2. The U.S. government’s Institute of Medicine (a division of the National Academies of Science) warned in a major 2006 report that a “spillover effect” from one-size-fits-all fish warnings could deny most consumers the health benefits of seafood consumption. This report demonstrates a severe disagreement between serious scientists and activists who demand “warning” signs (aimed at all consumers) on grocery-store fish counters.

3. There are no scientifically documented cases of Americans developing mercury poisoning from eating commercially available fish. The only documented cases in the medical literature are from Japan in the 1950s and 1960s, following a massive industrial spill of mercury into fishing waters. Mercury levels today (in both fish and people) are nowhere near the levels measured during this tragic episode.

4. The federal government’s mercury-in-fish recommendations are based largely on a single study whose participants were exposed to mercury by eating whale meat—not fish. The study was conducted in Denmark’s Faroe Islands. Unlike fish, whale meat is contaminated with a variety of pollutants, so isolating mercury’s effects is practically impossible. In 2004 the lead Faroe researcher acknowledged in The Boston Herald that “fish consumption does not harm Faroese children … the fish consumption most likely is beneficial to their health.”

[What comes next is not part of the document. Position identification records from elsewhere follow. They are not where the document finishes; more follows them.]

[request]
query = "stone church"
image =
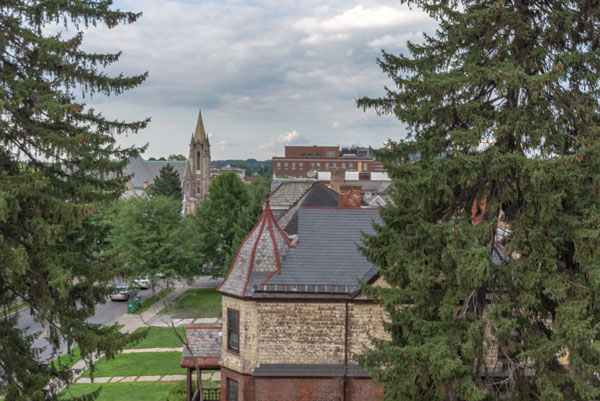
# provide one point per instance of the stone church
(196, 177)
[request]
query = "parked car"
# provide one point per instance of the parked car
(123, 293)
(143, 282)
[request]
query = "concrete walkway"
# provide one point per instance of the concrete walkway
(212, 376)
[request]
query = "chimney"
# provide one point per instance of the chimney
(338, 179)
(350, 197)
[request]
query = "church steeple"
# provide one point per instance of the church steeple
(200, 134)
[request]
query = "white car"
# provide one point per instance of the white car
(143, 282)
(123, 293)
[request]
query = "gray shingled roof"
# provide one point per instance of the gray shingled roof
(306, 370)
(319, 195)
(327, 253)
(146, 170)
(262, 252)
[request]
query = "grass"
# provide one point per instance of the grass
(195, 303)
(150, 391)
(158, 337)
(139, 364)
(148, 302)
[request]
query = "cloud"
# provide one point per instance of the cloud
(256, 69)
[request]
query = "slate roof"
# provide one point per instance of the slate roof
(260, 255)
(319, 195)
(146, 170)
(205, 343)
(326, 258)
(308, 370)
(286, 193)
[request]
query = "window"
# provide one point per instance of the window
(232, 390)
(233, 330)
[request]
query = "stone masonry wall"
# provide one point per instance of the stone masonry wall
(245, 360)
(301, 332)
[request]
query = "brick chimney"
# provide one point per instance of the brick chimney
(350, 196)
(338, 179)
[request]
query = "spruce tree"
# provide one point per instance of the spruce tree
(58, 162)
(167, 183)
(501, 108)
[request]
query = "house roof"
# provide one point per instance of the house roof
(147, 170)
(205, 343)
(284, 195)
(318, 195)
(327, 258)
(259, 256)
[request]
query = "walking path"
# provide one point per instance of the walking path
(213, 376)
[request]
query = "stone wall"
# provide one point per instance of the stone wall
(245, 360)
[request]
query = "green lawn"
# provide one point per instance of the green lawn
(148, 302)
(140, 364)
(195, 303)
(159, 337)
(151, 391)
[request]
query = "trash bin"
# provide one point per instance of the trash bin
(134, 304)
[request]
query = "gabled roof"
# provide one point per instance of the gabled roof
(259, 256)
(319, 195)
(327, 258)
(147, 170)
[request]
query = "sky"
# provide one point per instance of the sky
(265, 73)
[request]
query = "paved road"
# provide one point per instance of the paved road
(106, 314)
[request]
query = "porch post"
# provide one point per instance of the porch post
(189, 385)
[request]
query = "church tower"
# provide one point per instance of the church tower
(197, 171)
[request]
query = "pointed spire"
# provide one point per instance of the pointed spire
(200, 134)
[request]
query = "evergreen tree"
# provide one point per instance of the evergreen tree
(216, 218)
(168, 183)
(501, 106)
(58, 161)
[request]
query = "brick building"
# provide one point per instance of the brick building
(304, 161)
(292, 313)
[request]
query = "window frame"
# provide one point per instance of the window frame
(230, 381)
(229, 347)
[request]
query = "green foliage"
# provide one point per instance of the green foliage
(214, 224)
(168, 183)
(501, 105)
(195, 303)
(150, 236)
(58, 161)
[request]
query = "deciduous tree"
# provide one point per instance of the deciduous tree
(58, 160)
(501, 106)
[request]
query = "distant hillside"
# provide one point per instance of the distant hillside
(252, 166)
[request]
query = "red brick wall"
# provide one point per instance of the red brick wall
(245, 385)
(315, 389)
(298, 151)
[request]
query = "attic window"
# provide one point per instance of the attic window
(233, 330)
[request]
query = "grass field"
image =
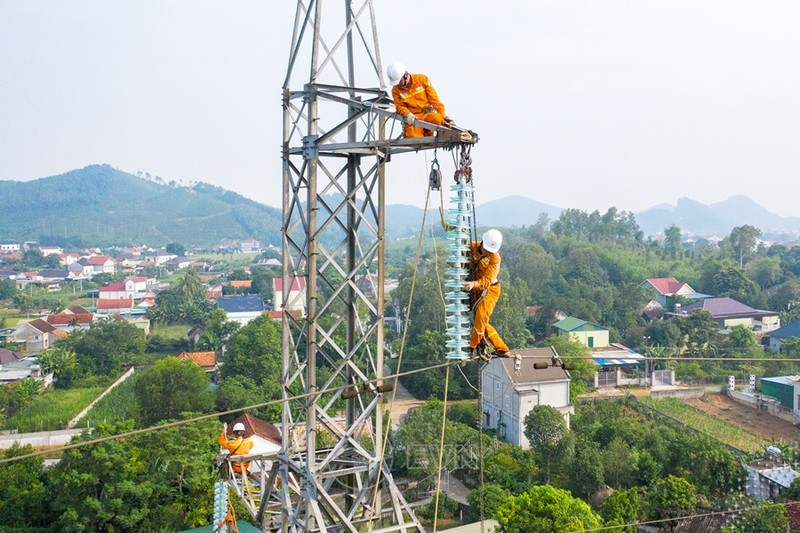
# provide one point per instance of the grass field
(115, 406)
(170, 332)
(53, 410)
(720, 430)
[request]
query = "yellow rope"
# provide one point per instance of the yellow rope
(441, 450)
(400, 355)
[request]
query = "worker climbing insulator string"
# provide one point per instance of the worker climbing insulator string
(460, 225)
(435, 177)
(220, 506)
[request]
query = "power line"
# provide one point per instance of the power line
(685, 517)
(217, 414)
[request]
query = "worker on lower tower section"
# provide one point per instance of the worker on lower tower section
(484, 292)
(415, 99)
(237, 446)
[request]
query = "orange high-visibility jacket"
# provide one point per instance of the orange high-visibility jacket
(484, 267)
(237, 446)
(419, 95)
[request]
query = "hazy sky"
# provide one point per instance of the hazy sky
(583, 104)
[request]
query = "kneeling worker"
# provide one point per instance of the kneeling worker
(239, 445)
(415, 99)
(484, 291)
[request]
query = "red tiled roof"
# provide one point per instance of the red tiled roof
(297, 284)
(666, 285)
(65, 319)
(114, 303)
(42, 325)
(97, 259)
(532, 310)
(201, 359)
(256, 426)
(793, 514)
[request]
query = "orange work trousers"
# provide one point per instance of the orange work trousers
(480, 324)
(410, 130)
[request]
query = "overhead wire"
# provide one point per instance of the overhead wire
(215, 414)
(684, 517)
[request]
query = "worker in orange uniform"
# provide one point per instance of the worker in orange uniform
(239, 445)
(484, 292)
(415, 99)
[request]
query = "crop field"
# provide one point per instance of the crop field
(52, 410)
(115, 406)
(720, 430)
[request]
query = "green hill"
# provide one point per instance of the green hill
(103, 206)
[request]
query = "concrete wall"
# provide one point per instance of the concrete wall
(123, 377)
(41, 439)
(678, 393)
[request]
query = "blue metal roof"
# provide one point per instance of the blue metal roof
(791, 329)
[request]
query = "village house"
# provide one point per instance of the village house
(242, 308)
(295, 300)
(177, 263)
(249, 246)
(15, 366)
(617, 365)
(513, 386)
(70, 321)
(158, 257)
(777, 337)
(205, 360)
(8, 274)
(51, 250)
(36, 335)
(68, 258)
(114, 306)
(728, 312)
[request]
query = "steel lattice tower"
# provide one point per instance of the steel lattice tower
(338, 133)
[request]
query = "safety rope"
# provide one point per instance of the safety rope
(217, 414)
(480, 446)
(400, 354)
(441, 451)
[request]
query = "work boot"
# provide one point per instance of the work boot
(481, 353)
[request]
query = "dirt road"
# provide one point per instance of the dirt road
(403, 401)
(750, 419)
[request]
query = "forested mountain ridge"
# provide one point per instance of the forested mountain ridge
(100, 205)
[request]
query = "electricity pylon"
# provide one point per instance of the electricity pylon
(338, 133)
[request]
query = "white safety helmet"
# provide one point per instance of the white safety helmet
(395, 71)
(492, 240)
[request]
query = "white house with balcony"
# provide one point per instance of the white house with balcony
(513, 386)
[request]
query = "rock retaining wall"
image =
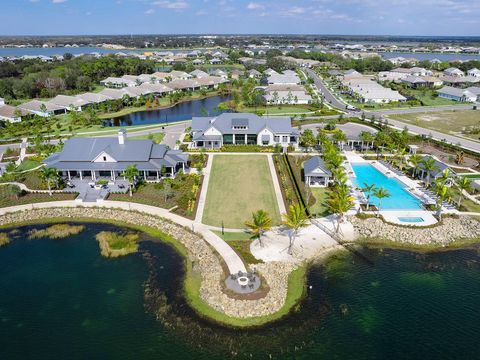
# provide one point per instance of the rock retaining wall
(451, 230)
(204, 260)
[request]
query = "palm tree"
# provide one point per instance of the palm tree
(294, 219)
(381, 193)
(131, 172)
(260, 224)
(339, 202)
(49, 175)
(462, 184)
(443, 194)
(368, 190)
(415, 160)
(428, 166)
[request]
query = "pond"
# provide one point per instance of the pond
(62, 299)
(182, 111)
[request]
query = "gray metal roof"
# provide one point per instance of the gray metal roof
(79, 153)
(311, 167)
(224, 124)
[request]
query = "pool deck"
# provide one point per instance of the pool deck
(412, 186)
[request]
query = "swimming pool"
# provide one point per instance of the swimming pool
(400, 198)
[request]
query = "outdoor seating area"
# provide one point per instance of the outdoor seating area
(243, 282)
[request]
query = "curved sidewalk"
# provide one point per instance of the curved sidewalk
(232, 260)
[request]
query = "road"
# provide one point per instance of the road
(459, 141)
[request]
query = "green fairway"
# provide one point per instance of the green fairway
(238, 186)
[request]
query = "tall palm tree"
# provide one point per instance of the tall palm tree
(294, 219)
(443, 194)
(415, 160)
(339, 202)
(381, 193)
(428, 166)
(261, 223)
(49, 175)
(368, 190)
(462, 183)
(131, 172)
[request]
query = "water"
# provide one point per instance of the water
(400, 198)
(431, 56)
(182, 111)
(60, 299)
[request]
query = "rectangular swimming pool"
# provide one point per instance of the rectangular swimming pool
(400, 198)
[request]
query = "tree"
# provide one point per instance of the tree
(260, 224)
(49, 175)
(294, 219)
(463, 184)
(166, 190)
(428, 166)
(131, 172)
(415, 160)
(339, 202)
(307, 139)
(368, 190)
(381, 193)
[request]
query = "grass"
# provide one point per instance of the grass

5. A twelve-year study conducted in the Seychelles Islands (in the Indian Ocean) recently found no negative health effects from exposure to mercury through heavy fish consumption. On average, people in the Seychelles eat between 12 and 14 fish meals every week, and the mercury levels measured in the island natives are higher than those measured in the United States. But they suffered no ill effects from mercury in fish, and they received a significant health benefit from eating fish in the first place.

6. In February 2007, The Lancet (The United Kingdom’s most prestigious medical journal) published U.S. government-funded research demonstrating a clear health benefit to children whose mothers ate large amounts of fish while pregnant. Researchers wrote that they could find “no evidence to lend support to the warnings of the U.S. advisory that pregnant women should limit their seafood consumption.” Of the more than 9,000 pregnant women in this study, those who ate the most fish—regardless of mercury levels—had children with the highest IQ’s.

7. Studies published in 2005 in the American Journal of Preventive Medicine found that even eating small amounts of fish each week can result in a 17 percent lower risk of heart disease, a 12 percent lower risk of stroke, and (when eaten by pregnant women) a modest increase in children’s IQ. The Omega-3 fats found in fish can also protect against Alzheimer’s disease, arthritis, breast andprostate cancer, and many other conditions.

8. Researchers at Harvard University concluded that the health benefits of fish “greatly outweigh the risks,” including those from trace amounts of mercury. Their study was published in JAMA (the Journal of the American Medical Association) in October 2006.

9. Over forty years of scientific research has established that selenium, a plentiful nutrient in fish, can effectively neutralize the toxicity of trace amounts of mercury in seafood. According to the U.S. Department of Agriculture, 16 of the 25 best sources of dietary selenium are ocean fish.

10. There’s solid scientific evidence that the amount of mercury in fish has remained the same (or even decreased) during the past century. Researchers from Princeton University, Duke University, and the Los Angeles County Natural History Museum have all compared specimens of ocean fish preserved between 25 and 120 years ago with current samples of the same species. In these studies, mercury levels in the fish stayed the same or declined.